After losing her bid to unseat Baltimore Sheriff John Anderson in 2010, Deborah Claridy said, she went from being the highest-ranking female sworn deputy in the sheriff's office to being responsible for checking the hand sanitizers in the city courthouses.
On Sunday, Claridy sued Anderson in U.S. District Court, alleging he retaliated against her after she criticized his leadership during the campaign. She is suing Anderson as an individual and seeking at least $2.5 million in relief as well as the restoration of her original job duties.
An aide for Anderson said he and others from the office were unavailable for comment Monday.
Claridy, a lieutenant in the department, was one of five challengers to Anderson in the primary election in 2010, coming in second place with about 24 percent of the vote. The Baltimore sheriff's office is separate from the Police Department and mostly handles things like security in the city courthouses, transporting prisoners and executing warrants.

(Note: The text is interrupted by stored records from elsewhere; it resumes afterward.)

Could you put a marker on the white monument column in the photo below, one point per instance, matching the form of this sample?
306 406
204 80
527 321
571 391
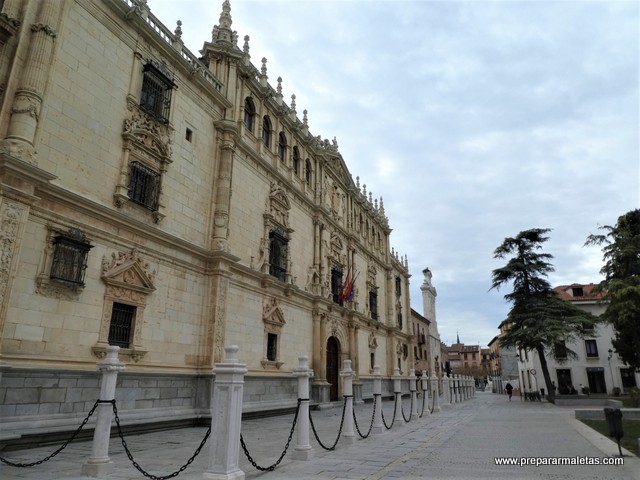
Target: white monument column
348 435
226 417
303 450
99 464
378 426
414 392
434 392
446 389
425 391
397 391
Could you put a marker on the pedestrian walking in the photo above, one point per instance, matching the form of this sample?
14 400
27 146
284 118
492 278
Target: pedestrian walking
509 388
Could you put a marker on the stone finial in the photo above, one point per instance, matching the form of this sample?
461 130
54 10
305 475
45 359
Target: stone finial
245 47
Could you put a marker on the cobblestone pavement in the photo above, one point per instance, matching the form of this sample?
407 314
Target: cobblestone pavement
460 442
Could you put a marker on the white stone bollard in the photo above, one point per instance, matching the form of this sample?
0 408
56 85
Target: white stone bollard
435 392
425 392
99 464
378 426
348 435
226 418
303 450
414 392
397 391
446 390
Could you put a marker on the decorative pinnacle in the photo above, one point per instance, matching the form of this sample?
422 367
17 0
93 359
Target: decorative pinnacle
224 33
245 47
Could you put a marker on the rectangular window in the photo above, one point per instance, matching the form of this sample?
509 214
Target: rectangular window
69 261
591 347
272 347
155 97
121 327
278 245
373 304
144 185
336 284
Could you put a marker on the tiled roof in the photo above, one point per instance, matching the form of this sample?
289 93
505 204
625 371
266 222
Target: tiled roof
570 293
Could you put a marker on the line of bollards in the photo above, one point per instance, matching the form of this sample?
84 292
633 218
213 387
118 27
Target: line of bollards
226 409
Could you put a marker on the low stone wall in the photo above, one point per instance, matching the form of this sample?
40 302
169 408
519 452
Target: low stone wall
598 414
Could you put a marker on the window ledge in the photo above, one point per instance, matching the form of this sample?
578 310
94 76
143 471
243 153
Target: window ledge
134 354
271 365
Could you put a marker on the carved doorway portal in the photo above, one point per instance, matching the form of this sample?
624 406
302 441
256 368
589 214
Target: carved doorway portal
333 365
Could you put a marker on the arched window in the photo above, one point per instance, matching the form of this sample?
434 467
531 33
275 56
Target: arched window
249 114
296 161
266 131
308 172
282 147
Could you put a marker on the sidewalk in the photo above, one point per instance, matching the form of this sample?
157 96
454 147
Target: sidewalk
458 443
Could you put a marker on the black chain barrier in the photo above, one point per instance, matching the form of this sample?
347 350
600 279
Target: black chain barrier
333 447
424 399
64 445
410 408
355 421
139 468
272 467
388 427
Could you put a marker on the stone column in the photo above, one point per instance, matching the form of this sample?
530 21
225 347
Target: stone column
348 435
99 464
378 426
413 391
434 391
303 450
226 417
446 390
397 391
425 391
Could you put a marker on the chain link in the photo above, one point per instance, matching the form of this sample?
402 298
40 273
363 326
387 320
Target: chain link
355 421
410 409
271 468
139 468
64 445
333 447
388 427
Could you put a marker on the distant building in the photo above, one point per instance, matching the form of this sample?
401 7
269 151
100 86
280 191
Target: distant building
596 367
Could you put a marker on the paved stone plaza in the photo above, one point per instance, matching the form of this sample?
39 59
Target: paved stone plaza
460 442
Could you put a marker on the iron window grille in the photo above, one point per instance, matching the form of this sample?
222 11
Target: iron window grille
266 131
121 326
373 304
591 347
249 114
336 284
144 185
272 347
70 252
278 247
155 97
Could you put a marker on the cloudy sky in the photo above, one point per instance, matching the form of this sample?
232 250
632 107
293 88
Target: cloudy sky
473 120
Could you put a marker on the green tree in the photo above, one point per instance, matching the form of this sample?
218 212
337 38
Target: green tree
538 319
621 284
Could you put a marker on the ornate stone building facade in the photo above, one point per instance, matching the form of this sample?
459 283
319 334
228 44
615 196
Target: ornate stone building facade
173 204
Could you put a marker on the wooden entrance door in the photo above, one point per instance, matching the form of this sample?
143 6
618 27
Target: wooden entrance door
333 360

During her campaign in the Democratic primary, Claridy suggested the sheriff's office needed to hire and promote more women and minorities, make only sworn deputies and not civilians responsible for courtroom security, and stem what she called an abuse of overtime. She also wanted the sheriff's office to handle all cases of domestic violence.
Just before she formally filed to run for office, Anderson approached her and offered her a promotion if she dropped her candidacy, according to the lawsuit.
Immediately after losing the election, Claridy said, she was told by an employee she supervised that she would have a newly created position, but received no training or job description, and was no longer responsible for overseeing a large staff. Instead, she was required to "go to the courtrooms, observe what transpired in the courtrooms and make reports of her observations," according to the lawsuit.
Claridy said she did this job for eight months without complaints or direction from superiors until May 2011, when she was given 17 disciplinary charges and suspended with the loss of her police powers. The charges were related to her actions during the campaign and for not following orders in her new position. All the charges were dismissed by a trial board three months later, but shortly after, the sheriff re-filed only the charges related to her performance in her new position, according to the lawsuit. She was again suspended.
In March 2012, Anderson requested Claridy return to work but continued to keep her police powers suspended until the resolution of the re-filed charges. Her new job duties included "checking the doors to the courtrooms, checking the hand sanitizers in the courthouses, checking the telephones to make sure they were operational" and other minor tasks, according to the lawsuit. Her internal affairs case has not yet been resolved, she said.